It
is a known fact that everyone dreams about the Queen. Dim-witted journalists
looking for a story ask why we grieve for someone we’ve never met. These
writers should consult their dreamlife, their fifteen volumes of dream diaries,
their inner self for the last time they interviewed her in an intense five-part
series sitting opposite each other on fluffball clouds, no subject off-limits.
I couldn’t count the number of times the Queen has shown up in my dreams, but
then I’m not counting. Sometimes I cannot remember even meeting her the next
morning, which I don’t put down to brain fog, or a temporary lapse, or denial, but
the simple fact that we don’t remember most of what we dream, even when it’s a
very pleasant conversation about horse racing and whether to put the cream or
the jam first on the scone, with the Queen, beside a teeming skateboard rink
surrounded by an arrangement of some hundred gold-edged teacups and saucers.
There is no reason to have a survey asking have you dreamt about the Queen,
even though there have been plenty of them, especially in England, because over
a brief lifetime of seventy years the chances of the Queen showing up even just
once are statistically 100%. I have found her reassuring since she first
entered consciousness, she keeps to the point and is always dressed appropriately
and well for the occasion. Heads of state speak of her enquiring mind and
innate curiosity and I can corroborate these attributes from my own
subconscious world summits, as we gaze (this is in another dream) around the
orangery and through its hundreds of well-fitted panes with looks of blank
amazement, sipping a very pleasant Indian brew. People who know about these
things say that Queen dreams signify feelings of power and being in charge, that
we are leading toward some victory in our lives.

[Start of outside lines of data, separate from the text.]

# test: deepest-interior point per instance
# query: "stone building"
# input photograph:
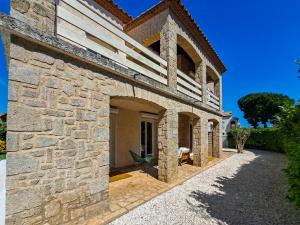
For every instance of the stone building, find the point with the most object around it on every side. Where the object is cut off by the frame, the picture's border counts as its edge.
(87, 83)
(228, 123)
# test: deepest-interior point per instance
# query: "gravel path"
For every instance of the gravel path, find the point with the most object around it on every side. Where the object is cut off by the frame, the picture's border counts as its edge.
(2, 191)
(245, 189)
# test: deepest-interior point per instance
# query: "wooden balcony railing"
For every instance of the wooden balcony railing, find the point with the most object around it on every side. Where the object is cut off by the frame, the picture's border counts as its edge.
(83, 25)
(213, 100)
(188, 86)
(153, 66)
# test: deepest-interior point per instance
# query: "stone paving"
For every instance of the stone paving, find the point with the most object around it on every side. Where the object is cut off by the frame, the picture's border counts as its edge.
(2, 191)
(245, 189)
(140, 187)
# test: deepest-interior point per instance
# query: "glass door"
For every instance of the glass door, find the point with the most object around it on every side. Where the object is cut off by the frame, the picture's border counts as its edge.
(147, 138)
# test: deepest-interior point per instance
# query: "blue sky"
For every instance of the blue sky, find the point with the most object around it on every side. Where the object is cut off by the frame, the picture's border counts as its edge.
(257, 40)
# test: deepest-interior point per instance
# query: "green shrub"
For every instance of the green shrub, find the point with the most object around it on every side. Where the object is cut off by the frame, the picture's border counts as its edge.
(240, 136)
(262, 138)
(2, 146)
(265, 139)
(2, 131)
(290, 128)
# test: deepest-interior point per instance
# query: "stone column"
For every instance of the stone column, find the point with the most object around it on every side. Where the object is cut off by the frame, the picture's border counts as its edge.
(217, 139)
(204, 139)
(202, 71)
(167, 146)
(197, 143)
(168, 51)
(39, 14)
(218, 91)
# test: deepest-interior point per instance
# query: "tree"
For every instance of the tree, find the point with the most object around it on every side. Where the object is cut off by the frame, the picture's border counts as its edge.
(298, 62)
(263, 108)
(2, 131)
(240, 136)
(290, 129)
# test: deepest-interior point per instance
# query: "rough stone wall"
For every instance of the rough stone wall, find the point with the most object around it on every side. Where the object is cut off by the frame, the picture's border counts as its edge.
(217, 140)
(183, 131)
(57, 141)
(58, 134)
(167, 146)
(168, 51)
(168, 48)
(197, 145)
(37, 13)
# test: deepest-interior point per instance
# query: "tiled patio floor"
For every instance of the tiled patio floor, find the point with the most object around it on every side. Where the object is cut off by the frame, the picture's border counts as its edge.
(137, 187)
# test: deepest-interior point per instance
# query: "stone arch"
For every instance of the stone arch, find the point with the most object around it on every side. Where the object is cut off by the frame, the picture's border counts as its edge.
(165, 126)
(213, 81)
(189, 135)
(189, 49)
(214, 138)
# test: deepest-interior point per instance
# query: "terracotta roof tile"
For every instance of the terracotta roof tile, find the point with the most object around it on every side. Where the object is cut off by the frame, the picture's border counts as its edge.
(114, 9)
(181, 11)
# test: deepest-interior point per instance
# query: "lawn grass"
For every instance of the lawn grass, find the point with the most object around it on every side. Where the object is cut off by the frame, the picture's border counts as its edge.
(2, 156)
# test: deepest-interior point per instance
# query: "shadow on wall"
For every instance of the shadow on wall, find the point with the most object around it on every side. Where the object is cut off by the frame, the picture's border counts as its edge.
(255, 195)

I suppose that’s right.
Apparently these dreams can be about channelling my female energy and well who
am I to argue, with the Queen? It makes perfectly obvious sense that someone we
encounter every week in some film or newspaper or novel for decades, someone
who is a living dream that we but see passing by, would blur in the nicest way
imaginable into our own dreams, which is why it’s always perfectly normal (why
wouldn’t it be normal?) to have the Queen come around the corner of our already
hectic schedule, fix us with a hard stare, tell us we must sit down and have a
cuppa and scones with strawberry jam, because truly she has a number of things
that need saying right now. Having covered major issues confronting all 56
Commonwealth nations in about four seconds, the Queen departs via beds of
daisies saying it was good to catch up, even as a voice can be heard from
another part of the house saying Wake Up Australia, you’ll be late for work.